As a state that embraces a large and culturally diverse population, California provides various opportunities for college students to experience and embrace new and novel languages, cultures and ideas. However, California college students also face high costs.
According to a report released on March 24, 2014 by the Campaign for College Opportunity, the number of California undergraduates who take out loans to pay for college has soared 75 percent in the past decade.
It’s true. The rising tuition, exorbitant campus housing payments, textbook fees and other costs, such as health insurance and transportation, make it more and more difficult for students to afford college.
Therefore, it is worth noting some viable ways students can reduce their college expenses.
Tuition – Take Summer Classes
In California, college tuition has increased in a steady upward trajectory over the past few decades. One of the good ways to reduce tuition costs is to take summer sessions.
Spending one of the three months of summer vacation on campus is not only academically rewarding, but it’s also economically rewarding.
For example, at UCLA, the 2014-2015 estimated university tuition and student service fees are $13,000 for in-state students and $35,000 for out-of-state students. Depending on how many units are taken per quarter, in-sate students have to pay $320 to $360 per unit, and out-of state students have to pay $870 to $970 per unit.
However, the cost of per units during the summer session is only $271 for both in-state and out-state students. Therefore, during your four-year college career, if you take a summer session every summer vacation, you can save at most $2,000 dollars (in-state students) or $14,400 (out-state students). You can also graduate ahead of time.
Staff or graduate students teach some summer courses, so it makes sense if some students worry about the education quality during the summer session.
But Annie Wang, a second-year psychology major student at UCLA, actually considers it as an advantage. “Although some of my psychology classes are taught by graduate students during the summer, I actually enjoy their teaching because they are more accessible than professors, and I can make good friends with them,” she said. “I get more help not only during their classes but also in the following years.”
Housing – Live Off Campus
Although living on campus is convenient, housing and dining costs are very high. The solution: off-campus living.

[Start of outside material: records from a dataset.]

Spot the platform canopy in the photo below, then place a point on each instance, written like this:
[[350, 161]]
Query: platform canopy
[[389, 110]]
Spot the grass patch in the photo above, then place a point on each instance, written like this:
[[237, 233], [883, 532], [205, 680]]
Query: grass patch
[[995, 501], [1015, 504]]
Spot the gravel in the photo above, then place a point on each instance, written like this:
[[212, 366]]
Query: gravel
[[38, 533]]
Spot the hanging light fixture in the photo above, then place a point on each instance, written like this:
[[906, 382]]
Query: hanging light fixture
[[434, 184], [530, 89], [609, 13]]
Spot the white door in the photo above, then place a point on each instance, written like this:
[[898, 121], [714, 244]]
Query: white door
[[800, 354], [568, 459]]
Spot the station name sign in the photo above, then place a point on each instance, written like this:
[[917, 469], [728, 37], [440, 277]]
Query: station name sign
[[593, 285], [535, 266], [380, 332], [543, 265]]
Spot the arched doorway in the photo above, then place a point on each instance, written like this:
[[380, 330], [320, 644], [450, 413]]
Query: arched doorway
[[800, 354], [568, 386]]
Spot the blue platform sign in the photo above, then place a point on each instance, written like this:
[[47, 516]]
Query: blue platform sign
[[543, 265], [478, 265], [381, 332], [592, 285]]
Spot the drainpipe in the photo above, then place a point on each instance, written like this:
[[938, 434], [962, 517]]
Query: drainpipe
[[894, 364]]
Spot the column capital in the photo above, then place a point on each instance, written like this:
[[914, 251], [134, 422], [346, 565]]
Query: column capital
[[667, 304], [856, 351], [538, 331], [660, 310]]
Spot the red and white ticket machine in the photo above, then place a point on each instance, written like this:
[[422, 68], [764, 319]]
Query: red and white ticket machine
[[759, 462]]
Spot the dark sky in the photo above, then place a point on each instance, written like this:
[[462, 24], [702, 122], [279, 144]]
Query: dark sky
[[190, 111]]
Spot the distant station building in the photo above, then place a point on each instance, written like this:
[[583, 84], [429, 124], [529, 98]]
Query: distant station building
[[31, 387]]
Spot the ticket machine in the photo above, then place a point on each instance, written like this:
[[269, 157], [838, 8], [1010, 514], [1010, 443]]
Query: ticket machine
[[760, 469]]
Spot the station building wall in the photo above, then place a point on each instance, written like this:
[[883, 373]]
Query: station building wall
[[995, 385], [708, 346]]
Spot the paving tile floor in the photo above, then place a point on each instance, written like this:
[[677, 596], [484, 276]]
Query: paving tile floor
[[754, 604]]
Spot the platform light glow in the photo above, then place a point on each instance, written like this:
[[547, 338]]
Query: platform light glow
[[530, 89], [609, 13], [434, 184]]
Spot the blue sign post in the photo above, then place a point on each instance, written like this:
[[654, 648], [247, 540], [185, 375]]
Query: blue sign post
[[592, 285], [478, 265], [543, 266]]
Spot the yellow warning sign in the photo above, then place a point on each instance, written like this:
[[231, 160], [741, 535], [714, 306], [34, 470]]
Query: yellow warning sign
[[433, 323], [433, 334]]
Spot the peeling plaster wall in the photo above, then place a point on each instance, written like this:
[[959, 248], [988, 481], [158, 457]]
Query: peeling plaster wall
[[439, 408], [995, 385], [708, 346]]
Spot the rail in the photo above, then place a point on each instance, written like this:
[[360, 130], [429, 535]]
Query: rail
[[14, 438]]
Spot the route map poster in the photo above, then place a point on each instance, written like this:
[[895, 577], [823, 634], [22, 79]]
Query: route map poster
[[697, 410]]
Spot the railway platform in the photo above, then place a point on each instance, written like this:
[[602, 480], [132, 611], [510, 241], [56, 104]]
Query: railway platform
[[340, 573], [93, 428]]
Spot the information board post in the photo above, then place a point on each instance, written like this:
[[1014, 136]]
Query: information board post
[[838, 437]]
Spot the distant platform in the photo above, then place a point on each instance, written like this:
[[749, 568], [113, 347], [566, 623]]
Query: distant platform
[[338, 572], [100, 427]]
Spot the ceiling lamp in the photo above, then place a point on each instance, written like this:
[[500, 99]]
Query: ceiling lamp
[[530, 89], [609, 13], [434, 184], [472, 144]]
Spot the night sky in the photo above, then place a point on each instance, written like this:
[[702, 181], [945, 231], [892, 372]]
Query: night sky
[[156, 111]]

Living off campus in a community nearby is a good option for those who want to save money without missing opportunities to get involved in campus life.
At UCLA, living on campus costs about $12,000 to $18,000 per academic year. However, if a student lives in an apartment in Westwood, which is the closest community to the UCLA campus, he or she only has to pay $7,000 to $9,000.
Mandy Xia, a math major student at UCLA, lives in a two-bedroom, two-bathroom apartment in Westwood with three other girls. According to her, two of them share a room, and their apartment has much more space than a dorm.
In addition, some of the apartments in Westwood are even closer to instruction buildings at UCLA than the dorms. I lived in Hedrick, the farthest dorm on campus at UCLA, when I was a freshman. It took me 25 minutes every day to walk to my classrooms. After I moved into a house with a bunch of girls on Hilgard in Westwood, it now takes me only five minutes.
Remember that living in an apartment also means you have to cook for yourself and deal with trivial things by yourself, like cleaning the bathroom and maintaining a neat kitchen. Still, consider living off campus from another perspective: it’s a good way to become independent and quickly grow up.
Textbooks – Use Other Resources
Textbook prices are sometimes outrageous, especially at an on-campus bookstore.
For example, the required Fund Accounting Principles textbook for UCLA’s Management 1A and 1B classes costs $195.50 at the campus bookstore. For most college students, a textbook like this will only be used once, so it’s not necessary for college students to buy each required textbook.
Obviously, reducing the textbook costs is another way to reduce overall college costs. Besides buying and renting textbooks on Amazon, Chegg or other websites, trading textbooks within your network or borrowing textbooks from a library are also good ways to save money.
UCLA has many textbooks available temporarily shelved at College Library Circulation Desk for a two-hour reserve. Although students can only use the textbooks for two hours at a time, they can check out as many times as they want.